À peine mandatée par Emmanuel Macron, la Commission Bronner fait déjà parler d’elle. Ce nouvel organe, présidé par le sociologue Gérald Bronner, est censé lutter contre le complotisme et la désinformation. Mais il compte dans ses rangs une personnalité controversée.
Aux côtés de l’historien Jean Garrigues ou de l’écrivain Rachel Khan, connu pour sa critique du mouvement décolonial, figure en effet l’urologue du Tout-Paris: Guy Vallancien. Problème: le spécialiste, qui a notamment soigné François Mitterrand, vient tout juste d’être sanctionné par l’Ordre des médecins, rapporte Marianne.
L’urologue a effectivement reçu un blâme pour la rédaction d’un certificat médical "mensonger". Le professeur Guy Vallancien avait produit ce document pour soutenir un patient qui reprochait à son généraliste de ne pas lui avoir prescrit un dosage de PSA (antigène prostatique spécifique), dans le cadre d’un dépistage du cancer de la prostate.L’Ordre des médecins a notamment statué que le rapport du Pr Vallancien contenait "des affirmations caricaturales et des jugements de valeur catégoriques", détaille Le Quotidien du médecin.
Guy Vallancien est également connu pour avoir dirigé le Centre du don des corps de l’université Descartes, de 2004 à 2014. Une structure pointée du doigt pour son insalubrité et décrit comme un véritable charnier par les observateurs. Début juillet, le président de l'établissement d'enseignement, Frédéric Dardel, avait d’ailleurs été mis en examen pour "atteinte à l'intégrité d'un cadavre" dans cette affaire.
Une commission décriée
La Commission Bronner, baptisée "Les Lumières à l’ère numérique", auscultera tout particulièrement les réseaux sociaux et Internet. Elle devra formuler des propositions dans les "champs de la prévention et de la judiciarisation des entrepreneurs de haine".
Des missions derrière lesquelles certains voient poindre l’ombre d’une possible censure.

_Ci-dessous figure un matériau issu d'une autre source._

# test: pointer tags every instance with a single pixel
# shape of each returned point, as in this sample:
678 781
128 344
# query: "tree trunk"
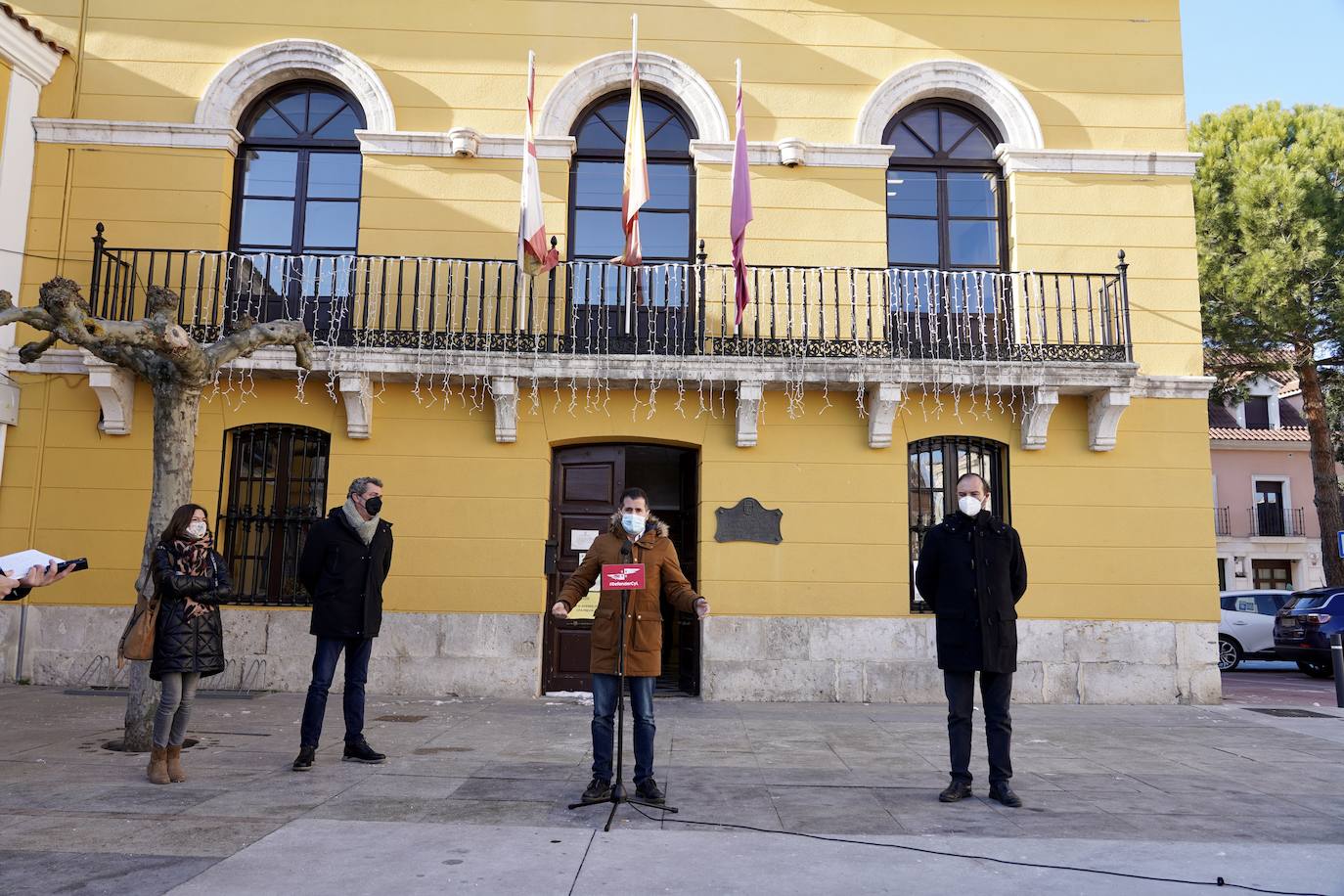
1322 473
176 410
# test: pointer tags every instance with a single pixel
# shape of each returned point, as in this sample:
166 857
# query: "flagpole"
631 274
739 272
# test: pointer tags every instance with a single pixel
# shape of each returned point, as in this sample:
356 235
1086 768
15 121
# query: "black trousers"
996 692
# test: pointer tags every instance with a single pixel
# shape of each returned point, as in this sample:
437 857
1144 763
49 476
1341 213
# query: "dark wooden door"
585 482
585 485
1269 508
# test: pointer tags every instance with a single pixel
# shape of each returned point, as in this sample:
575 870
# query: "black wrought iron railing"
674 309
1275 520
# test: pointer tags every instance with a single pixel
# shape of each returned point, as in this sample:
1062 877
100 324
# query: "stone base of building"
751 658
893 659
470 654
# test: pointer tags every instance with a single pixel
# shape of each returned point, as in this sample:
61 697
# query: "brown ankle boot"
175 771
157 770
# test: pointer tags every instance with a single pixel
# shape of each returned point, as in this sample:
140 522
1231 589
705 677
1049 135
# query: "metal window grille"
935 464
276 489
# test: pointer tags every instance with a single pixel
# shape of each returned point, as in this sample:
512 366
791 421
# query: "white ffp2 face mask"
969 504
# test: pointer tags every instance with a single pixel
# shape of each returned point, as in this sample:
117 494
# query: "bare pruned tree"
178 368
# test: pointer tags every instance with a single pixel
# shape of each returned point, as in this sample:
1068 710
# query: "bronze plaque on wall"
749 521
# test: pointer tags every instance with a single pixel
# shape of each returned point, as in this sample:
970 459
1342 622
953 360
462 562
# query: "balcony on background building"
664 310
1276 521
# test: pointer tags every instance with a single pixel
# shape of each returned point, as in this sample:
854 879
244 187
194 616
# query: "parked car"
1246 626
1304 626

Frédérique Douzet, membre de la commission et spécialiste du cyberespace, se défend pourtant de tout manichéisme.
 
"On n’est pas là pour juger des contenus qui doivent être autorisés ou interdits. On ne pense pas en termes de “vrai” et de “faux” mais selon un spectre d’acteurs qui s’étend de ceux qui agissent avec transparence et des méthodes journalistiques jusqu’à d’autres qui utilisent des moyens artificiels d’amplification de message et cherchent à tromper la population", explique-t-elle à Libération.
La commission doit remettre son rapport courant décembre, il sera rendu public et envoyé à tous les candidats à la présidentielle.